All you have to do these days is register an LLC and get your EIN, and you’ll be inundated with dozens of supposedly pre-approved offers for small business credit cards and emails for online credit applications. If they are used responsibly, credit cards can be a good way to build your business credit rating with Dun & Bradstreet, as well as giving you a bit of a safety net if you a big contract forces you to front more cash than you typically have on hand. Using them irresponsibly can be bad for business too.
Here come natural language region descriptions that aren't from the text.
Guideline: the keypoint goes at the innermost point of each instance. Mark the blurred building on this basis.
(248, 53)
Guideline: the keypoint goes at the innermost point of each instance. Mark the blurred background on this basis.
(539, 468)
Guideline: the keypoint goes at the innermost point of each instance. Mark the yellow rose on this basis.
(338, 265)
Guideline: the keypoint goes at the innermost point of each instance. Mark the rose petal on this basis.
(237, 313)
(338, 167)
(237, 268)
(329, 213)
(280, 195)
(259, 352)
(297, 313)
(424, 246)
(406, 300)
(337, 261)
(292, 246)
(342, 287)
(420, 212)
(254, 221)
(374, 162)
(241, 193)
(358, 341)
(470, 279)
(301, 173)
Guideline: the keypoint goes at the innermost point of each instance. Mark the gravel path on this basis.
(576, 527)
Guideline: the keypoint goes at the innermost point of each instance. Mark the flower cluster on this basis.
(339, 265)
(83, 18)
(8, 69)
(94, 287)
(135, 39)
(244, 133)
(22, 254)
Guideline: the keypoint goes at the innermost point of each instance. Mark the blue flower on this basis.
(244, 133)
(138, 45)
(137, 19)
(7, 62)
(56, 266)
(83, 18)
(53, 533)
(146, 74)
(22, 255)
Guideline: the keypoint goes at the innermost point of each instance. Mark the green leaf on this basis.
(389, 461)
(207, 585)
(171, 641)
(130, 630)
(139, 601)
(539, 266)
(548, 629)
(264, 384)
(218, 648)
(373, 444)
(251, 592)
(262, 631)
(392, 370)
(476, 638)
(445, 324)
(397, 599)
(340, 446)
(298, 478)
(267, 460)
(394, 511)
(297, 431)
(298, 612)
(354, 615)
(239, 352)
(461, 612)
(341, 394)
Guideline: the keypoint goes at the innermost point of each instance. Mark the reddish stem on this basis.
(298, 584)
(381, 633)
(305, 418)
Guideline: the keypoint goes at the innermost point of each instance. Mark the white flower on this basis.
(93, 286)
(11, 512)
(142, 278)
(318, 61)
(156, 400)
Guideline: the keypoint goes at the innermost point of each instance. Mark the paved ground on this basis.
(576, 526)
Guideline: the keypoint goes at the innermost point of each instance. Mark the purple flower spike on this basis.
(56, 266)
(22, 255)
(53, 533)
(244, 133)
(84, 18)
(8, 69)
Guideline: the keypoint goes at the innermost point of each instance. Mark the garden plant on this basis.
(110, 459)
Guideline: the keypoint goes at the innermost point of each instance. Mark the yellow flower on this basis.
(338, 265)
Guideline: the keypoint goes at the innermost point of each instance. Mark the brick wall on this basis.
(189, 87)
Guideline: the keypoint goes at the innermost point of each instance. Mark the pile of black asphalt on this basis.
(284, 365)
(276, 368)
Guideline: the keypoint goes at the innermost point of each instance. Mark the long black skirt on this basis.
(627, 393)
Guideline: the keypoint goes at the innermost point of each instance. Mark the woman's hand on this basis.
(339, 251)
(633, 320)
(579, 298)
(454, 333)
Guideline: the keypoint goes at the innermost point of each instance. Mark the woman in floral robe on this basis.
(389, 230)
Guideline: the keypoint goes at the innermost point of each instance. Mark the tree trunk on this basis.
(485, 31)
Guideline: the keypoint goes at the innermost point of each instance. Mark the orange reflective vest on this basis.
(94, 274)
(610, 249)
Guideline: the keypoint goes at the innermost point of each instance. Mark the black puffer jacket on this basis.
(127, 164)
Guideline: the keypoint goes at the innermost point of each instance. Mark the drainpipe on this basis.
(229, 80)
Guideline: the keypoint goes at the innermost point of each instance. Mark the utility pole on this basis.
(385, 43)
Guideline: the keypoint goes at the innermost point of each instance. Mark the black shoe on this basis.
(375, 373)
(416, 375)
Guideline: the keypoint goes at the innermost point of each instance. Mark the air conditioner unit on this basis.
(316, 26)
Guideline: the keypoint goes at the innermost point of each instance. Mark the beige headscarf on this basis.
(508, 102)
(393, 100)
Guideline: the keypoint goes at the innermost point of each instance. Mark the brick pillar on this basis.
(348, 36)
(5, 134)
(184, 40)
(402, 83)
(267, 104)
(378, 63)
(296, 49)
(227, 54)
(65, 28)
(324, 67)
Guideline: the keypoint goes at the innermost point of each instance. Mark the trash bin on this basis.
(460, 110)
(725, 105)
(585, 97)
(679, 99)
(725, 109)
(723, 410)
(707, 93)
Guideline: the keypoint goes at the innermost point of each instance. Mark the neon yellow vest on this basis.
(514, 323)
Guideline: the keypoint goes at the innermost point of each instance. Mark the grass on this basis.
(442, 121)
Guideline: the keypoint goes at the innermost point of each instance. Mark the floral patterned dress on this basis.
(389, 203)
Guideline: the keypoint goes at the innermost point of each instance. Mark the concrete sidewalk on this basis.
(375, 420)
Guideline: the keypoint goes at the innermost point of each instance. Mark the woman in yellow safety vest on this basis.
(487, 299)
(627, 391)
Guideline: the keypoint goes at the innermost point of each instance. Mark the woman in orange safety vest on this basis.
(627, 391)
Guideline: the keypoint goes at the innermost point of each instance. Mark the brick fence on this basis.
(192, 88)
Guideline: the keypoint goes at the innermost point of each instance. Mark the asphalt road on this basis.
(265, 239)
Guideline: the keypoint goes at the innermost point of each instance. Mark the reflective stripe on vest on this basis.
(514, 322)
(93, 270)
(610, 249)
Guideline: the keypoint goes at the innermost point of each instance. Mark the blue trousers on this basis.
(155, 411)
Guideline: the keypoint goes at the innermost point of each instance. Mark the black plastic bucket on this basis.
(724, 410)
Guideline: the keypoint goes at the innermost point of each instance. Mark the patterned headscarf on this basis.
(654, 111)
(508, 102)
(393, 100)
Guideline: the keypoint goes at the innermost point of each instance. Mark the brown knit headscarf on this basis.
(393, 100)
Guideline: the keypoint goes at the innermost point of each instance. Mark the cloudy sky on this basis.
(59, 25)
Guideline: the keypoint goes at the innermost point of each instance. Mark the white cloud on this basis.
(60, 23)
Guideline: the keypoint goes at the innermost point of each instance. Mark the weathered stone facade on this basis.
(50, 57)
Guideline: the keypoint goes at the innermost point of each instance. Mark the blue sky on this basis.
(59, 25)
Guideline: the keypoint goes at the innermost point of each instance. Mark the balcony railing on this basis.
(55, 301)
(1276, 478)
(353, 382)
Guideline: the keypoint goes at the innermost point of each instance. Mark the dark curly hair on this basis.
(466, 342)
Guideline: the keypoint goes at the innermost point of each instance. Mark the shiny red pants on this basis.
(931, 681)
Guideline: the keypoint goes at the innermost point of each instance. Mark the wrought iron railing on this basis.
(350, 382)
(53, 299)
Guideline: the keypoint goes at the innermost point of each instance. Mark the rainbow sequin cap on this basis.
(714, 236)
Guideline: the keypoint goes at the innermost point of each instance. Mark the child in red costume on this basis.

Be careful with credit cards. If you miss a payment or go past the promotional period that roped you in with a zero percent APR, and you can quickly find yourself floundering as you attempt to pay off a card that carries a 29.9% interest rate, so pay attention to the details on your statements, and your payment due dates. If you’re going to use a credit card as part of the way that you manage your business finances, try to pay off your balance in full every month. If you know you’ll have to carry a particular charge over more than one month (ie you paid for materials for a job that won’t pay for 90 days), keep your interest rate in mind when you determine how much you’ll charge your customers. Whenever possible, secure a materials deposit, and immediately pay that amount on your credit card when the check clears.
Managing your business credit responsibly is just as important as managing your personal credit. Having a poor business credit rating can impact your ability to get revolving credit accounts with suppliers, and this can keep you from being competitive if you’re bidding on large projects or large supply orders.